Ce furent les atrocités du Sentier Lumineux qui en grande partie
permirent au Président Fujimori, avec un appui populaire considérable,
de mettre en place un régime de terreur et de vendre le Pérou
au prix de la banane. Ce furent les atrocités des Etats-Unis au
Moyen-Orient qui en grande partie générèrent le terrorisme
d'Allah.
Tandis
que, maintenant, le leader de la Civilisation est en train d'exhorter
à une nouvelle Croisade, Allah est innocent des crimes qui se commettent
en son nom. Finalement, ce n'est pas Dieu qui ordonna l'holocauste nazi
contre les fidèles de Jehova et ce ne fut pas Jehova qui dicta
la tuerie de Sabra et Chatila ni qui demanda l'expulsion des Palestiniens
de leurs terres. Peut-être que Jehova, Allah et Dieu ne sont pas
les trois noms d'une même divinité? Une tragédie d'équivoques:
on ne sait pas qui est qui.

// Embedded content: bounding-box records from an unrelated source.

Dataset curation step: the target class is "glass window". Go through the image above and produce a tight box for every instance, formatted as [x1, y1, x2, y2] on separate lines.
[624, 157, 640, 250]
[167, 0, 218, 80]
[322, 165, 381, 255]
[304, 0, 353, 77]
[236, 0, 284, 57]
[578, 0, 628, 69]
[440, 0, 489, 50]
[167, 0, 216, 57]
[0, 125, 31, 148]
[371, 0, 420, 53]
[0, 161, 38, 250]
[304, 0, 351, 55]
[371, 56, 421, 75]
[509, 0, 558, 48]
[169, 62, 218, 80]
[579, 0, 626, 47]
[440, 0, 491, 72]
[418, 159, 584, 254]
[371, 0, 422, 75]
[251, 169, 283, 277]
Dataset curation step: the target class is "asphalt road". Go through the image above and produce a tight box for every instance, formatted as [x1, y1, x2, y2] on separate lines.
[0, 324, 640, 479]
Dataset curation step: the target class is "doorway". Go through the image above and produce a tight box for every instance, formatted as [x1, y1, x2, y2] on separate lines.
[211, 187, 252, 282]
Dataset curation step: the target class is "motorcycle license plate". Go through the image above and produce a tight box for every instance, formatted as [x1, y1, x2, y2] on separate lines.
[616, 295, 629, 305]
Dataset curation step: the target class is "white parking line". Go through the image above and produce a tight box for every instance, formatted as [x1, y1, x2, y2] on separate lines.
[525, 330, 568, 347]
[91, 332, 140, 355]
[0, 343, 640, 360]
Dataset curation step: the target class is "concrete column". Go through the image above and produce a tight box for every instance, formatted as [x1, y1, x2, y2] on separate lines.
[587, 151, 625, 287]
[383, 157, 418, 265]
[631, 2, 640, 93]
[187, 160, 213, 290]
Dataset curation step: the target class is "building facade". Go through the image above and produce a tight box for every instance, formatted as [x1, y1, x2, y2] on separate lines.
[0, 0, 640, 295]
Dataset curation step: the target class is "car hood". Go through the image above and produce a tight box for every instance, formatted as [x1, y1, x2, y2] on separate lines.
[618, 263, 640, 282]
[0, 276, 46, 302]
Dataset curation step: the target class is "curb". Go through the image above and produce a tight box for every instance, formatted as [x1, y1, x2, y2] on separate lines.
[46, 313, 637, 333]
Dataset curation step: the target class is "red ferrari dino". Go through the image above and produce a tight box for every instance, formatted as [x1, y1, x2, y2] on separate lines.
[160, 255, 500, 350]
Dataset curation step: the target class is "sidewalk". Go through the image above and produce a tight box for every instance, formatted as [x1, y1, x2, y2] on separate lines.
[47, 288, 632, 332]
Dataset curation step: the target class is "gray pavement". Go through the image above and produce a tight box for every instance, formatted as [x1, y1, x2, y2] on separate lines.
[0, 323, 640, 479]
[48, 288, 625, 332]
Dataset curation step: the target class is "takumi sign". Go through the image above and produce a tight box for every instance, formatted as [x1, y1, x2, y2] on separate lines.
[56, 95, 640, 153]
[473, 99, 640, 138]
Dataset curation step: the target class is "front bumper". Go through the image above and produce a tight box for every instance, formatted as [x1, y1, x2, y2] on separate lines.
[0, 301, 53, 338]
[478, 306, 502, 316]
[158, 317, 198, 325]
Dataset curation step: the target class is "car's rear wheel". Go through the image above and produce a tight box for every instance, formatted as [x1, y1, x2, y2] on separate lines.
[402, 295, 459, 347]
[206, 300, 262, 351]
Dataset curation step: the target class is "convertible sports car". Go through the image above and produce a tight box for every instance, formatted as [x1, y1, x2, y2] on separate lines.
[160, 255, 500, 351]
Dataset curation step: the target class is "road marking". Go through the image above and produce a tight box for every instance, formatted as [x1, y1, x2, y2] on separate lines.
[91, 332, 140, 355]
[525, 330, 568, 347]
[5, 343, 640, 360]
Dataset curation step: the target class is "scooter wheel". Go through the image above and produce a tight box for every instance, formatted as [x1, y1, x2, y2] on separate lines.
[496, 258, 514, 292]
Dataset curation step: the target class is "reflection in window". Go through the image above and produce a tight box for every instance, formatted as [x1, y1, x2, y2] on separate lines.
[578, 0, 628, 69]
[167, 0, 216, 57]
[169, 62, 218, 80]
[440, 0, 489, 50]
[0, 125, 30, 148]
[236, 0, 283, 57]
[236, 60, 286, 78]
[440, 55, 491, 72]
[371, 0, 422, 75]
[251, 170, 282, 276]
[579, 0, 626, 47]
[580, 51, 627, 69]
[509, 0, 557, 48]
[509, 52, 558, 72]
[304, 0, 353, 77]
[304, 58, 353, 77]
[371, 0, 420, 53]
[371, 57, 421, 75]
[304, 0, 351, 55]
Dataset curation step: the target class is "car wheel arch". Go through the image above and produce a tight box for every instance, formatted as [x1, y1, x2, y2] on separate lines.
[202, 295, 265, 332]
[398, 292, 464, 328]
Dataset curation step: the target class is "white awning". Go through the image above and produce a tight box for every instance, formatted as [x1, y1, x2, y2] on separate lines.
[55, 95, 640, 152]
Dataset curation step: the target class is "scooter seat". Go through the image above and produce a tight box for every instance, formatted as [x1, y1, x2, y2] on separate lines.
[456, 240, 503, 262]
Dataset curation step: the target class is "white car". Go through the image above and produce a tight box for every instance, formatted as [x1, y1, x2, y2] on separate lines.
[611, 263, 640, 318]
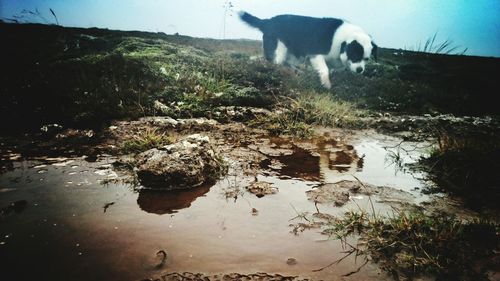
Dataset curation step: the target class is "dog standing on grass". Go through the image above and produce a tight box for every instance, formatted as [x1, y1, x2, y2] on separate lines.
[240, 12, 377, 89]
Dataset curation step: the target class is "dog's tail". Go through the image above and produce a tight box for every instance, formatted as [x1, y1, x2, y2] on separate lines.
[239, 12, 265, 31]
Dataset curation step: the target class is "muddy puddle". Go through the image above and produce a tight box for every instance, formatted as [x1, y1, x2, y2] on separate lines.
[0, 130, 428, 280]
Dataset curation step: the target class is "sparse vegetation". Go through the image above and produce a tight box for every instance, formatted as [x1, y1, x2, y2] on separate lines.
[252, 92, 364, 138]
[324, 211, 500, 280]
[420, 125, 500, 210]
[121, 128, 172, 153]
[410, 32, 468, 55]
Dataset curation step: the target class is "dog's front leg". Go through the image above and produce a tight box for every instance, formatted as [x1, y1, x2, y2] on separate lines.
[309, 55, 332, 89]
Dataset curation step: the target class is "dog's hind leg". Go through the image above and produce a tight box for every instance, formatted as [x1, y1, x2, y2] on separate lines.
[309, 55, 332, 89]
[262, 34, 278, 62]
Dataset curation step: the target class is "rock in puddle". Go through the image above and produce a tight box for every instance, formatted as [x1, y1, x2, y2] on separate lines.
[247, 181, 278, 198]
[136, 134, 226, 190]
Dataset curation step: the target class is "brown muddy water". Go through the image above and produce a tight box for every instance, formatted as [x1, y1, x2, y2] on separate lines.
[0, 131, 428, 280]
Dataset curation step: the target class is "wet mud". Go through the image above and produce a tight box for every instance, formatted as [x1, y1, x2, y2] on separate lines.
[0, 122, 484, 280]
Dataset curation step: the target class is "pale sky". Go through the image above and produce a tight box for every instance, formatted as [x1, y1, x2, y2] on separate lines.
[0, 0, 500, 57]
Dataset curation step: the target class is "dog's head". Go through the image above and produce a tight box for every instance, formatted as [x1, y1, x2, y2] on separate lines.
[340, 33, 378, 73]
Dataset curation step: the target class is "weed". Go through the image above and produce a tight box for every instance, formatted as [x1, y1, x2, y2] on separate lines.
[121, 128, 172, 153]
[419, 125, 500, 210]
[292, 92, 363, 128]
[251, 92, 363, 138]
[325, 211, 500, 280]
[411, 32, 468, 55]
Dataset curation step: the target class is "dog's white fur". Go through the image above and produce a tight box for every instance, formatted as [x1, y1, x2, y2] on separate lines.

La fumée des explosions fait partie
d'un beaucoup plus grand rideau de fumée qui nous empêche
de voir. De vengeance en vengeance, les terrorismes nous obligent à
marcher à cahot. La
spirale de la violence engendre la violence et la confusion aussi: douleur,
peur, intolérance, haine, folie. A Porto Alegre, au début
de cette année, l'algérien Ahmed Ben Bella avertit: "Ce
système qui a déjà rendu folles les vaches est en
train de rendre fou les gens. Et les fous, fous de haine, agissent comme
le pouvoir qui les génère.
ces
derniers jours, un enfant de trois ans, qui s'appelle Luca, commenta:
"le monde ne sait pas où est sa maison". Il était
en train de regarder un plan. Il aurait pu être en train de regarder
les infos.
Texte
en espagnol/ Texto en español : El
Teatro del Bien y del Mal http://www.multimania.com/zumbi500/
Je vois une photo publiée récemment: sur le mur de New-York,
une main a écrit: "[l']Oeil pour oeil laisse le monde aveugle".